Hong Kong company registration information
Please refer to the requirements for establishing a Hong Kong company.
Hong Kong company name: The name of any Hong Kong registered company appears in its articles of association. All jurisdictions have rules regarding company names. The name of each company in Hong Kong must be unique because it must be approved by the Hong Kong Companies Registry to ensure that the company name is not duplicated (that is, it has been used by other companies).
Purpose of Hong Kong Company: Company formation should be stated in the Articles of Association (AA). For example, a retail bakery operation.
Share Capital: The number and type of shares constituting the company’s capital should be stated in the company’s articles of association. A company may or may not issue shares. But when the number and type of shares are listed in the articles of incorporation, shares can be issued when needed.
Corporate Organization: This is the legal organization of a company, including its address, number of directors, and identities of its founders and shareholders.
General Meeting of Shareholders: These are the rules for the first general meeting of shareholders and for subsequent annual general meetings. Shareholders’ meeting. Notices, resolutions or votes can be listed.
The Articles of Association (AA) do not need to be in a specific form, but you may refer to the Companies (Articles) Notice (Cap. 622H)). It provides for model clauses for companies limited by shares (Schedule 1), private companies limited by shares (Schedule 2) and companies limited by guarantee (Schedule 3).

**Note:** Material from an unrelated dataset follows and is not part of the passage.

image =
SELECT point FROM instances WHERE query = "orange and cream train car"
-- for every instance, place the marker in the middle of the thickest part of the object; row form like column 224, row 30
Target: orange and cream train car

A company may adopt any or all of the articles of association provisions that are applicable to the type of company being formed. As long as the terms are not excluded or modified after the incorporation of the company, the appropriate standard terms shall apply.
If the company’s terms of incorporation do not provide for any regulations for the company, these standard terms will apply as part of the company’s terms (section 80).
Standard clauses are in addition to the mandatory clauses that companies must have.
In the Companies Ordinance, there is no specific requirement to state the registered company’s office address, first director or company secretary (which may be a natural person or a corporation, but must reside or be located in Hong Kong) in the company’s articles of association.
You may provide an unsigned copy of the AA, but an original copy of the original Articles of Incorporation must always be retained for your records.